On Dec. 8 after school, the Telstar Freshman Academy left for the university to visit the Emera Astronomy Center, the Advanced Structures and Composites Center, the Innovation Media Research Center and the Foster Center for Student Innovation.
Students also ate at the Hilltop Dining facility on campus, and met with an admissions counselor, who impressed upon the students that “the better (they) do in high school, the more money (they’ll) get for college,” said chaperon Norman Greenberg, professional educator at 4-H in cooperation with the Freshman Academy.
“It was most memorable for me to talk to the admissions counselor,” said freshman Katherine Haley. “I was afraid I might not be able to go to college, so it’s good to know it’s going to be easier than I thought to get scholarships.”
Haley, along with students Jaxen Call, Grace Van Boskirk and Emily Fraser, said that the trip definitely made them want to attend the University of Maine and also got them thinking about their futures a little more.
“I made a college binder where I’m going to put everything,” Van Boskirk said.

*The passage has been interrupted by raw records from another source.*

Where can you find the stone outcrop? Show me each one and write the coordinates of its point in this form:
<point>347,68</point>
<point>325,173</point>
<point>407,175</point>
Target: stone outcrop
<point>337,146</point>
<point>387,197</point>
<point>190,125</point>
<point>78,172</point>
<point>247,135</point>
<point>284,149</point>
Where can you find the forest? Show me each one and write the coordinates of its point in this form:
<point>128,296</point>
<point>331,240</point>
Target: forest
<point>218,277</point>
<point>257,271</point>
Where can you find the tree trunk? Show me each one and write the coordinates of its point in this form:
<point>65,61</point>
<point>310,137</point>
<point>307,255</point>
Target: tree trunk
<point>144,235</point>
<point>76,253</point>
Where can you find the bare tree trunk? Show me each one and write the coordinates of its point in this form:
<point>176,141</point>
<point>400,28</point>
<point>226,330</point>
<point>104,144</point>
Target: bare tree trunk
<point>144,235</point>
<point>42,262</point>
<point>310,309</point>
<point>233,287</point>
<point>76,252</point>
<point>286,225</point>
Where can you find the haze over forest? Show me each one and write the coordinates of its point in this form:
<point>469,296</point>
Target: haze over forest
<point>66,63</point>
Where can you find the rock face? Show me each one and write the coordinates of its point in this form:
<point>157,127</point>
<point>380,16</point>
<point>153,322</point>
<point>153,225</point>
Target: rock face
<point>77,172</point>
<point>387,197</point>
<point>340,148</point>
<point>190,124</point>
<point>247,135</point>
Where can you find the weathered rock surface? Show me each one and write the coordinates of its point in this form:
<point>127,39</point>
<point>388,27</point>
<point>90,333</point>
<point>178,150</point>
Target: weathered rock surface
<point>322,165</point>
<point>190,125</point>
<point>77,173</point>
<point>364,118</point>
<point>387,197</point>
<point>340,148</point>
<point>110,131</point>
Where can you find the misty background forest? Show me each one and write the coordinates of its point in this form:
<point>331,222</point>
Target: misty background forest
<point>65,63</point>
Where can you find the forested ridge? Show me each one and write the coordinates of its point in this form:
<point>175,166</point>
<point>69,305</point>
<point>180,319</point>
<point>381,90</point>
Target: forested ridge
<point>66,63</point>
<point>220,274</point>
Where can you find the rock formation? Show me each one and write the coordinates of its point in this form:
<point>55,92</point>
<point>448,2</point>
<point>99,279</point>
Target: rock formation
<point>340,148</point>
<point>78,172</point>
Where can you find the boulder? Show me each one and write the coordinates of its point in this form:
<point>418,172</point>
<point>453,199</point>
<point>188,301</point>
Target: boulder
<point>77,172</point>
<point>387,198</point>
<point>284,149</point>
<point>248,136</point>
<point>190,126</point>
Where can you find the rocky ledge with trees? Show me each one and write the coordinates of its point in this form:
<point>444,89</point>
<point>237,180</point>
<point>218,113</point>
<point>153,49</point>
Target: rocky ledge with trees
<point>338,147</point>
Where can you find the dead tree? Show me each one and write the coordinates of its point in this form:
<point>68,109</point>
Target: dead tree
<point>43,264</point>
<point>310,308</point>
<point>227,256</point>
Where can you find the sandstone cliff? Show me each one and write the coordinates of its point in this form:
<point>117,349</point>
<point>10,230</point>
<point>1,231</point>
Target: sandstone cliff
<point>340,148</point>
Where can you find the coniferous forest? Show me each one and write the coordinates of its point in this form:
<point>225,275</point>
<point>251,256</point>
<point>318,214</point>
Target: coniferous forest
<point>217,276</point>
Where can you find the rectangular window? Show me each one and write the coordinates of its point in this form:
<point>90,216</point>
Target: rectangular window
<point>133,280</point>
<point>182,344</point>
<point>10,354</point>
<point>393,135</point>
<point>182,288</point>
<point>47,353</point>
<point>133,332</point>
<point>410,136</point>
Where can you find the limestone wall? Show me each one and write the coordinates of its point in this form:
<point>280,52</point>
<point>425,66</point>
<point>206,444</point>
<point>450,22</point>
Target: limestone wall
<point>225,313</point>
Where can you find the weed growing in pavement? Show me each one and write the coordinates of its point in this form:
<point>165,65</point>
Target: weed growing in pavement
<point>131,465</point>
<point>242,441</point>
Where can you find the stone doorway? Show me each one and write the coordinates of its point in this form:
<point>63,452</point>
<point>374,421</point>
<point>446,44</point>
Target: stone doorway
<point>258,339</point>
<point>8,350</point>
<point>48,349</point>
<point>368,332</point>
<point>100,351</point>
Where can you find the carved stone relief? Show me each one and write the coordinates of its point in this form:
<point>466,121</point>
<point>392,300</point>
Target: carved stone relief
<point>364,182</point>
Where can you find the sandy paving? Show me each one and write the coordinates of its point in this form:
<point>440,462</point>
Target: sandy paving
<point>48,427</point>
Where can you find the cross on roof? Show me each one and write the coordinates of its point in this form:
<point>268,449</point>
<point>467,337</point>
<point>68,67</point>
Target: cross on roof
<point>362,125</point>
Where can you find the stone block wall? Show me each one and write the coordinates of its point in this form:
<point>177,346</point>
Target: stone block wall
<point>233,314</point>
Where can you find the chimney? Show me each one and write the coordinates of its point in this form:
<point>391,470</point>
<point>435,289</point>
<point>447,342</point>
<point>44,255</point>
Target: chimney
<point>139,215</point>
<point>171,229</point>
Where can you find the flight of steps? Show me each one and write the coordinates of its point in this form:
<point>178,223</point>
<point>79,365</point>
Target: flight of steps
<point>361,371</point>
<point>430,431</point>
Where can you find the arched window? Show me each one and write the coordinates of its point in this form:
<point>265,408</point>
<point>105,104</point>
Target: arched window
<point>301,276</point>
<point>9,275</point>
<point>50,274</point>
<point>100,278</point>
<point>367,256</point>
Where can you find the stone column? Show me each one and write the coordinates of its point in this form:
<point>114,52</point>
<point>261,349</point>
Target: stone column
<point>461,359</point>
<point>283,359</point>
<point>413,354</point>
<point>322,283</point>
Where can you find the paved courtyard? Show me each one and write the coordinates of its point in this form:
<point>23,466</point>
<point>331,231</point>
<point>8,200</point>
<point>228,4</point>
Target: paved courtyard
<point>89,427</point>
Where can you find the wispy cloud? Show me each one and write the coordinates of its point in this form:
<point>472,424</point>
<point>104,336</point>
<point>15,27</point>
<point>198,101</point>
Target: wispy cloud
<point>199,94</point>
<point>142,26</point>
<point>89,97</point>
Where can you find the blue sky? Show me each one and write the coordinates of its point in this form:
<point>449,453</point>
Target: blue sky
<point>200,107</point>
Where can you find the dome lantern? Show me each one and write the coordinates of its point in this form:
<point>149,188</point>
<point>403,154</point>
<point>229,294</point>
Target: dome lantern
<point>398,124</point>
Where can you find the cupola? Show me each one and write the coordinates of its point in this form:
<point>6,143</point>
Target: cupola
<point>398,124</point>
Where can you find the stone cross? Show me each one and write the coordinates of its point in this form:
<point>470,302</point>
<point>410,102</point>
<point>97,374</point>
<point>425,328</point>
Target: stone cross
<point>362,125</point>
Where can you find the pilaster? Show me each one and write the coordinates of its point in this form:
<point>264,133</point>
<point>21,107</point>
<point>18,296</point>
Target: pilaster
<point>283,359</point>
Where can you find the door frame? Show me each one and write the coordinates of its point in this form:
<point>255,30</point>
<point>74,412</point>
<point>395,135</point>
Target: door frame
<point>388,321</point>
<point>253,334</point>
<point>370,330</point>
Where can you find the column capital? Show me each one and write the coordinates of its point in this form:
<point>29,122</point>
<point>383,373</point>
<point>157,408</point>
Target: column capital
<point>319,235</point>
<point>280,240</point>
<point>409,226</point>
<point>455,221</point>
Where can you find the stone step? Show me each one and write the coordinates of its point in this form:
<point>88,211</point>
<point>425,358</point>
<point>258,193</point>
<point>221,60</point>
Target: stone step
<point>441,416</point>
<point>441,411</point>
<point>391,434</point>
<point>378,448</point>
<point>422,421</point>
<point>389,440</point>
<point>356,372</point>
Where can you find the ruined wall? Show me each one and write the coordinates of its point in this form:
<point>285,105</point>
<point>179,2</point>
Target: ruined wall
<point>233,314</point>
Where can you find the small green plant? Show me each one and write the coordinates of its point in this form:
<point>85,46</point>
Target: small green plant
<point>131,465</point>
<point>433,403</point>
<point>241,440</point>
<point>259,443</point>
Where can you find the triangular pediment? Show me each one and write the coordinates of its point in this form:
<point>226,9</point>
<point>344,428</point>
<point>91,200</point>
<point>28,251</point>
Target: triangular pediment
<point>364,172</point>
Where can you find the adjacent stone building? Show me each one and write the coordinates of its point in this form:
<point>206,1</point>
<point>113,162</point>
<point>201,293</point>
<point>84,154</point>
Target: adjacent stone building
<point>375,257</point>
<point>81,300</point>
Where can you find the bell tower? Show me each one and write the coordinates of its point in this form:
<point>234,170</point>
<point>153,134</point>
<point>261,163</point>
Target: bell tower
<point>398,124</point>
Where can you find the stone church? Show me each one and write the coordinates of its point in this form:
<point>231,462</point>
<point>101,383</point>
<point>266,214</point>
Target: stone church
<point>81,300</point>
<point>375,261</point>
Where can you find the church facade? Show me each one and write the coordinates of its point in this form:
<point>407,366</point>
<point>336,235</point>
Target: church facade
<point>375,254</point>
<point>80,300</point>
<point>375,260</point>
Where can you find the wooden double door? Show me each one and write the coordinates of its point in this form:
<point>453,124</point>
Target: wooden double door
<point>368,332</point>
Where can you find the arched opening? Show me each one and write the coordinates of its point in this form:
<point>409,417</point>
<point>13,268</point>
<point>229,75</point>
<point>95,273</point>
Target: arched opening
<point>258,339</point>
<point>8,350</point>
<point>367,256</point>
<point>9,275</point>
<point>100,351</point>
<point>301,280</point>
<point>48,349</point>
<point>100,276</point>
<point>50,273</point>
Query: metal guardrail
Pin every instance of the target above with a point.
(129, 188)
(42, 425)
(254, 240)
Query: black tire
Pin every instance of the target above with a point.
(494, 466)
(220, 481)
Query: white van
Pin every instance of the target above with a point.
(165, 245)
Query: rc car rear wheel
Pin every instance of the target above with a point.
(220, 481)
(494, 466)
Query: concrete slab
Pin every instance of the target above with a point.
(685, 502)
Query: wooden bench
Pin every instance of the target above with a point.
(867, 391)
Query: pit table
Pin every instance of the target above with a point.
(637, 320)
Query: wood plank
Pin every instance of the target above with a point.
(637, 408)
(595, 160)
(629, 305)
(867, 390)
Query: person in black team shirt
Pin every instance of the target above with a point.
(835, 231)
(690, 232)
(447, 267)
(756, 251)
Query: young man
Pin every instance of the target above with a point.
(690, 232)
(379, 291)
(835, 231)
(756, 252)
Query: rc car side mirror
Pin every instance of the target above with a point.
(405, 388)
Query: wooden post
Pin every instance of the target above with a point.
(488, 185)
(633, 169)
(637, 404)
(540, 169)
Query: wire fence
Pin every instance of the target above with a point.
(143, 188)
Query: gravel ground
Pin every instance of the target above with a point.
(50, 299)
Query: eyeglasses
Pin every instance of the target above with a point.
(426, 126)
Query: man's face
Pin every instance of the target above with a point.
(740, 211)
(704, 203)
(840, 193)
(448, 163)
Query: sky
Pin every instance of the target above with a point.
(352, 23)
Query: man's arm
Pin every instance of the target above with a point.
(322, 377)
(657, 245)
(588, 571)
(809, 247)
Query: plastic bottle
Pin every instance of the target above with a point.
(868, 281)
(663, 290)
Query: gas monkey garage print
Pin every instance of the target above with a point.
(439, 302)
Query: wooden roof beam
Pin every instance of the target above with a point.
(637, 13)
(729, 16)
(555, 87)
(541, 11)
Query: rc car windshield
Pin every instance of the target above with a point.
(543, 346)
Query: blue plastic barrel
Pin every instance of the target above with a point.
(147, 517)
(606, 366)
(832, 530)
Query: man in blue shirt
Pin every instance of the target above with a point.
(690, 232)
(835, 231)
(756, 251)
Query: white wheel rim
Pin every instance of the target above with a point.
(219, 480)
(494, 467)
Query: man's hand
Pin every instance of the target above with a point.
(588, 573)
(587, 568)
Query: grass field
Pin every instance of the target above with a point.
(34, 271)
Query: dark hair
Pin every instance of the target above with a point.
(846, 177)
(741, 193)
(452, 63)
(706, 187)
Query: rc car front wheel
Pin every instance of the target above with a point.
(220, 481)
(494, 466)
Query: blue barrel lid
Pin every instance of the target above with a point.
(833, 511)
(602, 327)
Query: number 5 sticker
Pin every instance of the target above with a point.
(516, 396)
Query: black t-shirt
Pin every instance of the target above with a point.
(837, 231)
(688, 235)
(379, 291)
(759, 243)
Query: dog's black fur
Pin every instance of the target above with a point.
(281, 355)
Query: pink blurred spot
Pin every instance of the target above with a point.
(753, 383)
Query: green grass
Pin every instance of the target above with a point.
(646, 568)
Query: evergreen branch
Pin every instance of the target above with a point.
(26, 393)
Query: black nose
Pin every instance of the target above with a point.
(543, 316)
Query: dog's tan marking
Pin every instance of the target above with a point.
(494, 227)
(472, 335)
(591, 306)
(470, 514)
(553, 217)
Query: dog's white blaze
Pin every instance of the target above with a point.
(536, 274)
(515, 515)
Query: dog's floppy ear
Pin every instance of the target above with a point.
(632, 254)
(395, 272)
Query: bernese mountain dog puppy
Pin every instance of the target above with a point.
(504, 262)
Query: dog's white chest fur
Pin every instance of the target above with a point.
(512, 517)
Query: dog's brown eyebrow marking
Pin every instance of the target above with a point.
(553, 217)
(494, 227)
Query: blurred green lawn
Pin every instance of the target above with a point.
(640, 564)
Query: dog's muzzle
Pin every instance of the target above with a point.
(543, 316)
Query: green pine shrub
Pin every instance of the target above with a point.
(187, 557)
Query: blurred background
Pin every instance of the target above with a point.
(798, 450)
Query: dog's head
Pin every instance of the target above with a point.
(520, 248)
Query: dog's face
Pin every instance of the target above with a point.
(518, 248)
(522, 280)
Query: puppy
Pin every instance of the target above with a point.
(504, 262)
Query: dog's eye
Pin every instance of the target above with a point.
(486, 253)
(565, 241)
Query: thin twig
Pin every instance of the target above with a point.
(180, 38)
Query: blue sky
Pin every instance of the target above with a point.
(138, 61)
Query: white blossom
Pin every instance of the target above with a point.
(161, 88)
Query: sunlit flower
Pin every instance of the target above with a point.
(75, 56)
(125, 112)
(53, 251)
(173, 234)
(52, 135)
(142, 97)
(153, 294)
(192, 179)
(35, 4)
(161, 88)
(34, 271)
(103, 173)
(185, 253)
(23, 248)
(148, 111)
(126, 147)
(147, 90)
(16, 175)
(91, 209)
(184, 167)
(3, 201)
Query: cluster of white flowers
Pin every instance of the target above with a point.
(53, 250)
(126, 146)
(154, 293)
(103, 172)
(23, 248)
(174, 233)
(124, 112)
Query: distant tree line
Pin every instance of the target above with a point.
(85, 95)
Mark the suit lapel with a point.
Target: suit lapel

For Call, the most enjoyable part of the trip was the Advanced Structures and Composites Center, which only amplified his goal to become an engineer.
The four freshmen agreed the food at the university was better than they thought it would be, and would be a major perk of attending the college.
“It was a really fun trip,” Haley said. “Everyone came home with a lot of stories.”
It was obvious that the students enjoyed the trip, Greenberg said.
“They got the opportunity to be independent,” he said. “They were given trust and higher expectations in a less-restrictive environment.”
For Greenberg, the most enjoyable part of the trip was to see the students making connections between their lessons and the real world. In the Freshman Academy, the students were given a project to identify a real-world problem and come up with a solution using renewable energy. At the Foster Center for Student Innovation, the students were walked through a project happening there that was exactly like the one they had been working on.
“It was a perfect match,” Greenberg said. “So I think it really drove the point home to them that what we’re doing is important and valid and relevant to the real world.”